You've made me think a little bit about that line in my description. It's been there for over a decade now and had you strolled in at the start and said what you've said it'd ring a lot more true. Back then, I enforced it on myself to get away from a list that had double ups on double ups. It was also part of an impetus to go and listen to new things.

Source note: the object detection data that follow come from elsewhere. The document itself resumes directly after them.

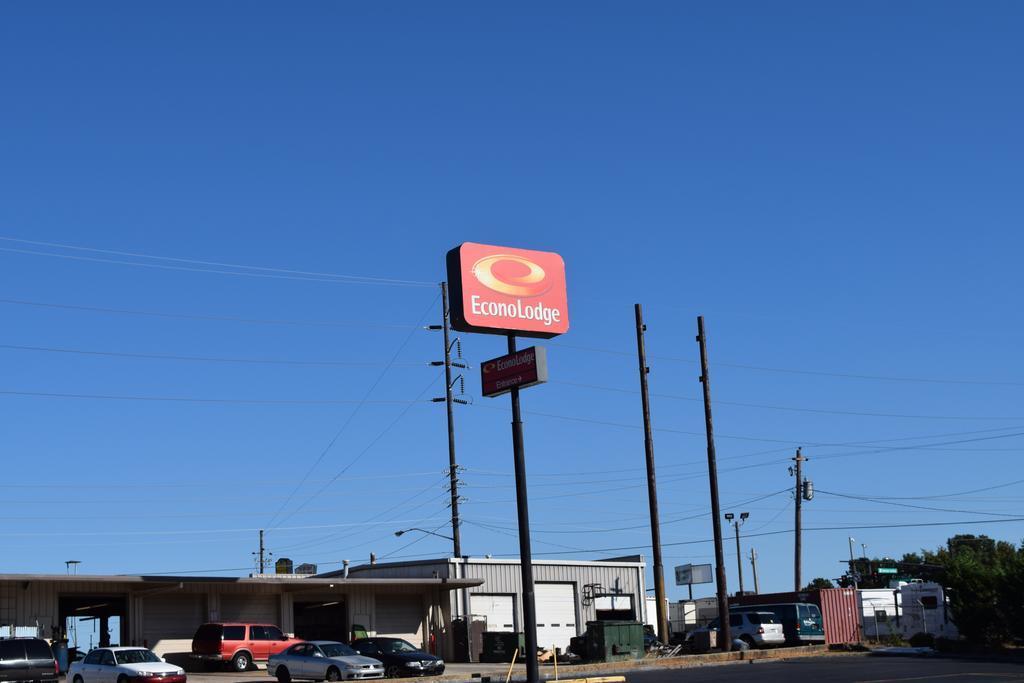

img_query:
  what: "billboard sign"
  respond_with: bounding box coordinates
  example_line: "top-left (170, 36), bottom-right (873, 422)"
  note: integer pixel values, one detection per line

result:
top-left (676, 564), bottom-right (715, 586)
top-left (447, 242), bottom-right (569, 339)
top-left (480, 346), bottom-right (548, 396)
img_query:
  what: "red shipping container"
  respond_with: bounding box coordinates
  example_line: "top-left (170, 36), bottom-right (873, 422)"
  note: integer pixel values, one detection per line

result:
top-left (729, 588), bottom-right (860, 645)
top-left (816, 588), bottom-right (860, 645)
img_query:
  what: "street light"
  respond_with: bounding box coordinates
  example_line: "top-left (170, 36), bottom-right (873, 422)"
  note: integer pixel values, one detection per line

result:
top-left (394, 526), bottom-right (455, 542)
top-left (725, 512), bottom-right (751, 595)
top-left (846, 536), bottom-right (857, 590)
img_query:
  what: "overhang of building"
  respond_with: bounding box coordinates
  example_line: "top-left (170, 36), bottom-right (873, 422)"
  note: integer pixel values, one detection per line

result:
top-left (0, 573), bottom-right (483, 593)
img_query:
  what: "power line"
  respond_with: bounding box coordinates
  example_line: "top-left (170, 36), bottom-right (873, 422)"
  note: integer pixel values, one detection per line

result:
top-left (466, 486), bottom-right (790, 533)
top-left (473, 403), bottom-right (1024, 450)
top-left (279, 481), bottom-right (447, 550)
top-left (502, 517), bottom-right (1024, 557)
top-left (817, 488), bottom-right (1016, 517)
top-left (0, 344), bottom-right (428, 368)
top-left (0, 237), bottom-right (434, 287)
top-left (270, 373), bottom-right (442, 523)
top-left (0, 471), bottom-right (448, 491)
top-left (0, 299), bottom-right (419, 330)
top-left (0, 389), bottom-right (430, 405)
top-left (267, 297), bottom-right (437, 527)
top-left (550, 380), bottom-right (1024, 421)
top-left (548, 341), bottom-right (1024, 386)
top-left (0, 517), bottom-right (452, 537)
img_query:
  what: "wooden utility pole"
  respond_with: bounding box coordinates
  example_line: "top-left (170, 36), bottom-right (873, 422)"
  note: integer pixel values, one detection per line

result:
top-left (634, 304), bottom-right (672, 644)
top-left (751, 548), bottom-right (761, 595)
top-left (441, 283), bottom-right (462, 558)
top-left (793, 449), bottom-right (807, 591)
top-left (697, 315), bottom-right (732, 652)
top-left (508, 335), bottom-right (541, 683)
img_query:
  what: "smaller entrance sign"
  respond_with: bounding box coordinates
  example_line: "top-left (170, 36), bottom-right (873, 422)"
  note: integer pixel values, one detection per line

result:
top-left (676, 564), bottom-right (714, 586)
top-left (480, 346), bottom-right (548, 397)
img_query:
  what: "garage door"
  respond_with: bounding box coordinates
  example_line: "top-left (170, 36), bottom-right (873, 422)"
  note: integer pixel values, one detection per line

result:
top-left (377, 595), bottom-right (423, 647)
top-left (142, 593), bottom-right (206, 654)
top-left (469, 593), bottom-right (515, 632)
top-left (534, 584), bottom-right (577, 652)
top-left (220, 595), bottom-right (281, 624)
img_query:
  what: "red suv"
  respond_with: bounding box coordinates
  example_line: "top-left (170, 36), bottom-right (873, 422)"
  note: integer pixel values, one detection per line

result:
top-left (193, 624), bottom-right (302, 671)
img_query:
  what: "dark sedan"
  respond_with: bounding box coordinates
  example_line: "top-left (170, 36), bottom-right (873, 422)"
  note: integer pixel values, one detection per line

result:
top-left (350, 638), bottom-right (444, 678)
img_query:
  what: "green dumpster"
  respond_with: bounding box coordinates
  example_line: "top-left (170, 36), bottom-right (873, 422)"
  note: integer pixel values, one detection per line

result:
top-left (480, 631), bottom-right (526, 664)
top-left (586, 622), bottom-right (643, 661)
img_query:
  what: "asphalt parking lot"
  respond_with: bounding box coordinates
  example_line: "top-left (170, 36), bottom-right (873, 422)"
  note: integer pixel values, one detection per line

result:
top-left (179, 663), bottom-right (524, 683)
top-left (626, 656), bottom-right (1024, 683)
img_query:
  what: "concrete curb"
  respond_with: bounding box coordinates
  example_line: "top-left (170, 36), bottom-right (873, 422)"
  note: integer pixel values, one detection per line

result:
top-left (444, 645), bottom-right (843, 683)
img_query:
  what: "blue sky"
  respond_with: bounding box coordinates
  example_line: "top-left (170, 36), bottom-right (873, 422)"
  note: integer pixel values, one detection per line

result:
top-left (0, 2), bottom-right (1024, 598)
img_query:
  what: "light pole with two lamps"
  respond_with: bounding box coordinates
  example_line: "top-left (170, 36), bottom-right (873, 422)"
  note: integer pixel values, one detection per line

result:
top-left (725, 512), bottom-right (751, 595)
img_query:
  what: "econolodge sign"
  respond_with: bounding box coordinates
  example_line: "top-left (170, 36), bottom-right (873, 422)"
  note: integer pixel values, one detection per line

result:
top-left (676, 564), bottom-right (714, 586)
top-left (480, 346), bottom-right (548, 396)
top-left (447, 242), bottom-right (569, 339)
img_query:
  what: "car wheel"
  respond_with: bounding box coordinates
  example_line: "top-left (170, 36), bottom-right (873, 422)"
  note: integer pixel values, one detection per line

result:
top-left (231, 652), bottom-right (252, 673)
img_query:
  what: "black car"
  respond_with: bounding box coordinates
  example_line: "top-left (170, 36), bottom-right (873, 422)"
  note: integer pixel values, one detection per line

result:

Today, all the albums in the list are -- I think -- 5/5 records, and consequently there's actually a very small cross section of possible records I could consider that this rule presently excludes, here they are:

The Beatles - The Beatles [White Album]
The Beach Boys - Pet Sounds
Boredoms - Vision Creation Newsun
David Bowie - The Rise and Fall of Ziggy Stardust and the Spiders From Mars
David Bowie - Station to Station
Nick Cave & The Bad Seeds - The Good Son
Nick Drake - Five Leaves Left
Nick Drake - Pink Moon
Bob Dylan - Blood on the Tracks
The Fall - Hex Enduction Hour
Guided by Voices - Alien Lanes
Joy Division - Unknown Pleasures
Talking Heads - Remain in Light
The Velvet Underground - White Light / White Heat
The Wrens - Album 4.5 (bootleg wouldn't qualify)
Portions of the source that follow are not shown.